06:30Aujourd'hui, vous êtes Suisse. Vous avez le cœur français ou suisse, finalement, dans un jour comme aujourd'hui ?
06:35Non, vous savez, j'ai été beaucoup attaqué toute ma vie, sur beaucoup de sujets, et pas seulement parce que je suis Suisse.
06:42Alors, il fut une époque où j'étais attaqué, moi aussi, sur mes supposés comptes bancaires,
06:48ou sur ma fuite fiscale du côté français, mais ce n'est pas une chose qui m'a dérangé.

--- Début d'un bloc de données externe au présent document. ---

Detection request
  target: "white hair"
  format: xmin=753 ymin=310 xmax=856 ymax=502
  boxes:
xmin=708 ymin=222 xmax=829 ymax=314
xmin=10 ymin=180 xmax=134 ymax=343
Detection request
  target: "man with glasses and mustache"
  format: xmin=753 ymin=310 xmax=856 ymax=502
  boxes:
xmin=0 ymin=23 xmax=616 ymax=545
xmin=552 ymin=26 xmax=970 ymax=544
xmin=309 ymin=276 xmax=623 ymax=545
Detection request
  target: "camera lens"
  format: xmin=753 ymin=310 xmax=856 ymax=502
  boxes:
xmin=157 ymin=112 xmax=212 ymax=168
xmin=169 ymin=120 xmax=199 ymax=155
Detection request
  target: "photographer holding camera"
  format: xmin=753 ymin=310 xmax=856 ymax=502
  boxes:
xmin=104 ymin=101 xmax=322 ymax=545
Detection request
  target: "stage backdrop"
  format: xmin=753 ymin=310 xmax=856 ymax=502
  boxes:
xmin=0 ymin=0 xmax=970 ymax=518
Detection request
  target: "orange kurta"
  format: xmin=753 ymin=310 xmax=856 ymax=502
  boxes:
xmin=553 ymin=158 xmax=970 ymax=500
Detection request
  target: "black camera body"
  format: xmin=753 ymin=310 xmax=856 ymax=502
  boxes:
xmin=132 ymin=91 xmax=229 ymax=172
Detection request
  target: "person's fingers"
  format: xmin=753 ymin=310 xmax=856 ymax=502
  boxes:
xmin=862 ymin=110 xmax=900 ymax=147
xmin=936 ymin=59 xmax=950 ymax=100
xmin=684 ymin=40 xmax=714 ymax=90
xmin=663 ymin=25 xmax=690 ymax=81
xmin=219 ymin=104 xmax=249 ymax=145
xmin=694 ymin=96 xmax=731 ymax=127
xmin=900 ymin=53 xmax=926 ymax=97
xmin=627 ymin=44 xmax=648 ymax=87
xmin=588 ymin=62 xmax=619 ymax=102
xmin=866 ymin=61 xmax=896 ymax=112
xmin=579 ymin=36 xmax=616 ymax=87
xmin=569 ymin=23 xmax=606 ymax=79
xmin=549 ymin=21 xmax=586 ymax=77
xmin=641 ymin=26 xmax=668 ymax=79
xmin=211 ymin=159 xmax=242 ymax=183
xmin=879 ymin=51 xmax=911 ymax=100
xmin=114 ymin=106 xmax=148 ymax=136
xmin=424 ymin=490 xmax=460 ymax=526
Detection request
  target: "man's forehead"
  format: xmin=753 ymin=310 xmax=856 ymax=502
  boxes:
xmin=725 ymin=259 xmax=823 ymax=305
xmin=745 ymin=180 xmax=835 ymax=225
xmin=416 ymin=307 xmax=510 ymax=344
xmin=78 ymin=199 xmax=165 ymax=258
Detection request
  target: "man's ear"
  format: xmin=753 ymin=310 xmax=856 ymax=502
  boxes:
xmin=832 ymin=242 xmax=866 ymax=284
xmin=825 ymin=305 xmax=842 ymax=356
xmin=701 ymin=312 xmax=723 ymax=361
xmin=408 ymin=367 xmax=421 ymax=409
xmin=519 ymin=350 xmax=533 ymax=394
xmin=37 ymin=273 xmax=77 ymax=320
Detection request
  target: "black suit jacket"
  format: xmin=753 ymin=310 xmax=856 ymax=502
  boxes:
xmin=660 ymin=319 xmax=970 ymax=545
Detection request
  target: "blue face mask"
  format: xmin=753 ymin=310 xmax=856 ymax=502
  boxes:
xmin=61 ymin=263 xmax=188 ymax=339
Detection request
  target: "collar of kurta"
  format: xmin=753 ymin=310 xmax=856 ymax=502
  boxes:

06:54Alors, je suis aujourd'hui, si vous voulez, sensible à tout ce qui se passe,
06:58parce que je pense qu'il y a des êtres, je veux dire, qui ne méritent pas de souffrir comme ils vont souffrir,
07:02parce que ça va être dramatique et dur pour beaucoup d'entre eux.
07:05Mais pas pour moi, parce que je ne fais pas partie de ceux-là.
07:08Mais si je faisais partie de ceux-là, j'aurais assumé.
07:11Alain Delon, merci. On regardera l'émission « Dans mon cinéma », à 22h55, suivie de ce très beau film « La piscine », avec Romy Schneider.
07:18Merci beaucoup.
07:19Je vous en prie, Darius, merci à vous.